Samoa in lockdown amid unprecedented battle against measles crisis

Residents were advised to obey a dawn-to-dusk curfew, staying in their homes and displaying a red flag if any occupants were not yet immunised, as the death toll reaches 62.


Samoa entered a two-day lockdown on Thursday to carry out an unprecedented mass vaccination drive aimed at containing a devastating measles epidemic that has killed dozens of children in the Pacific island nation.

As the death toll climbed to 62, officials ordered all businesses and non-essential government services to close, shut down inter-island ferries and told people to keep their cars off the roads.

Residents were advised to obey a dawn-to-dusk curfew, staying in their homes and displaying a red flag if any occupants were not yet immunised.

Hundreds of vaccination teams, including public servants drafted in for the operation, fanned out across the nation of 200,000 in the early hours of the morning.

They plan to go door-to-door in villages and towns to administer mandatory vaccinations in red-flagged houses.

The markets on Apia’s waterfront, usually packed with tourists buying handicrafts, were silent as stalls stood empty, while there was hardly any traffic in the city centre.

“It’s very, very quiet out here. I can just hear a few barking dogs. The streets are empty. There are no cars,” UNICEF’s Pacific islands chief Sheldon Yett told AFP.

“People are staying at home waiting for the vaccination campaign. The teams are getting their supplies together and getting ready to go out.”

The operation, carried out under emergency powers invoked as the epidemic took hold last month, is a desperate bid to halt measles infection rates that have been inexorably rising since mid-October, with most of the victims young children.

“I’ve seen mass mobilisation campaigns before, but not over an entire country like this,” Yett said.

“That’s what we’re doing right now. This entire country is being vaccinated.”

Immunisation rates in Samoa dropped steeply to just 30 percent before the outbreak, the World Health Organisation said, blaming an anti-vaccine messaging campaign.

Two babies died after receiving measles vaccination shots last year, which lead to the temporary suspension of the country’s immunisation programme and dented parents’ trust in the vaccine.

It was later found the deaths were caused when other medicines were incorrectly administered.

Rates of 90 percent are international best practice. Immunisation rates in Pacific island nations Tonga and Fiji are at around 90 percent, and their measles outbreaks have been far milder.

Yett said social media had been used to spread anti-vaccination misinformation in Samoa and the online giants running the platforms needed to clamp down on such “incredibly irresponsible” material.

“It’s quite clear that they have a corporate responsibility to step up to the plate and make sure that populations, particularly vulnerable populations, get accurate information that’s going to keep children alive,” he said.

Samoa’s immunisation rate has risen to 55 percent over the past fortnight and Yett said this week’s two-day drive aimed to push it above 90 percent, which should help curb the current outbreak and stop future epidemics.

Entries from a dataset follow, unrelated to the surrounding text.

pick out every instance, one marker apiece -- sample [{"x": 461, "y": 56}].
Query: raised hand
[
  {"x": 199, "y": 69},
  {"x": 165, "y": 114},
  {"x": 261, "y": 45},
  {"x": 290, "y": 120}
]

Even Prime Minister Tuilaepa Sailele Malielegaoi’s residence had a red flag fluttering outside it on Thursday, with the leader saying his nephew had recently arrived from Australia and needed a measles shot.

Malielegaoi said he was angered by anecdotal reports some anti-vaccination parents were encouraging their children to hide from the teams to avoid the mandatory injection.

“The only cure for this is vaccination… having your children vaccinated is the only way,” he said.

Malielegaoi rejected accusations that his government had contributed to the crisis by not acting more decisively to address the long-term decline in immunisation rates.

“I think you’re talking to the wrong people, we did it many, many times,” he told reporters.

Children are the most vulnerable to measles, which typically causes a rash and fever but can also lead to brain damage and death.

The latest figures show that 54 of the 62 dead were aged four or less and infants account for most of the 4,217 cases recorded since the outbreak began in mid-October.

A further 19 children are critically ill in hospital.

Samoa has received aid to combat the crisis from Australia, New Zealand, France, Britain, China, Norway, Japan, American Samoa, the United States and the UN.

But efforts so far have failed to stop infection spreading, prompting this week’s drastic escalation in the immunisation campaign.

Samoans can expect no immediate relief even if the national shutdown succeeds in boosting vaccination rates as the injection typically takes 10-14 days to become effective.

There have also been measles epidemics in neighbouring Fiji and Tonga, but higher immunisation rates mean they have been more easily contained, with no fatalities.